(2 marzo 1916).
L'AVVOCATO
Domanda la parola il consigliere Cattaneo. Chi parla? L'ex assessore, il membro del comitato esecutivo dell'Esposizione, il difensore, l'accusato, l'accusatore, il consigliere comunale, e l'aspirante al sindacato e quindi al laticlavio? No, parla semplicemente l'avvocato, il prezioso del suo mestiere, il prof. R. G. Cattaneo, docente di diritto alla R. Università. Egli fa dell'arte per l'arte, vuol vincere la sua causa perché un grande avvocato come lui deve vincerle le cause.
Ciò è profondamente ripugnante e disonesto. Si può giustificare l'avvocato di mestiere che, pagato, difende chiunque domanda il suo patrocinio. Si è bensí sentito schifo qualche volta vedendo degli avvocati ridere e mostrarsi dei biglietti di banca, frutto della rapina dei loro clienti, difesi poco prima con le lacrime agli occhi precisamente dell'accusa di quel furto del quale l'avvocato era diventato in parte ricettatore.
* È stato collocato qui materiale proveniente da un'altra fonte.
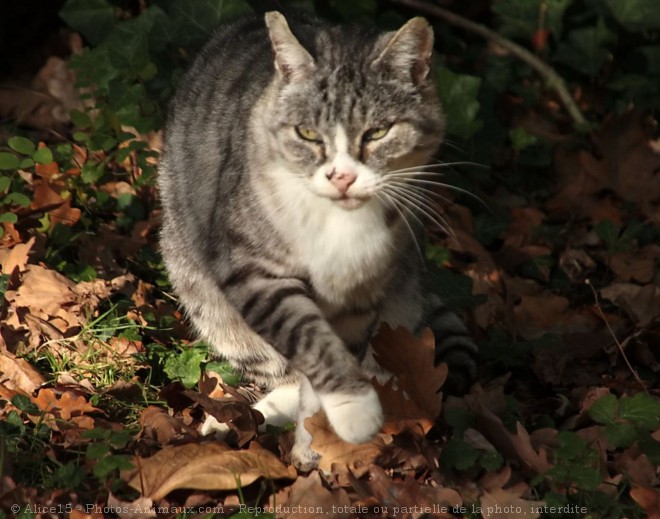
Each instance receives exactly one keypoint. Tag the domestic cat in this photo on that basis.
(292, 217)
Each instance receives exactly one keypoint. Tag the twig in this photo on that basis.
(551, 77)
(609, 328)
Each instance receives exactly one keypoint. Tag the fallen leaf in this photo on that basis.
(642, 304)
(64, 410)
(337, 454)
(413, 362)
(158, 424)
(400, 411)
(544, 313)
(18, 374)
(307, 498)
(205, 466)
(16, 257)
(141, 508)
(508, 504)
(409, 499)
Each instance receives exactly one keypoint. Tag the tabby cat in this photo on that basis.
(292, 210)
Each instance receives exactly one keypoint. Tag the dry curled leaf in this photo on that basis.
(307, 498)
(648, 499)
(205, 466)
(413, 362)
(337, 454)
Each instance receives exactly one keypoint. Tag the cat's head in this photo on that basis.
(351, 109)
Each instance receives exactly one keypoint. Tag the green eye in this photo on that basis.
(308, 134)
(374, 134)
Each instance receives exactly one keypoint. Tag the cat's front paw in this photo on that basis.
(304, 458)
(356, 418)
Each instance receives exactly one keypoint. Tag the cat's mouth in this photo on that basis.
(350, 202)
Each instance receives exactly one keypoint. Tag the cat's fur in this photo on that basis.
(287, 233)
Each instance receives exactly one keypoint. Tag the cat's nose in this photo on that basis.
(342, 179)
Ma c'è il sacro diritto della difesa e bisogna rispettarlo, anche se per esso l'untorello che ha per leggerezza o per necessità commesso un fallo debba accontentarsi di un avvocatuzzo d'ufficio, e si permette che dei ladri in grande col frutto del mestiere assoldino legulei di grido che sappiano a dovere muovere gli affetti.
Ma che il rappresentante di un corpo elettorale, il mandatario degli interessi pubblici, ricorra ai sistemi curialeschi anche fuori delle sedi competenti, e abusando della sua forza dialettica (ohibò! quanta esagerazione in fondo), cerchi di ridurre a vana schermaglia di parole vuote di significato una quistione che involge un principio di rettitudine amministrativa e di scrupolosità civica, è demagogico, è abietto.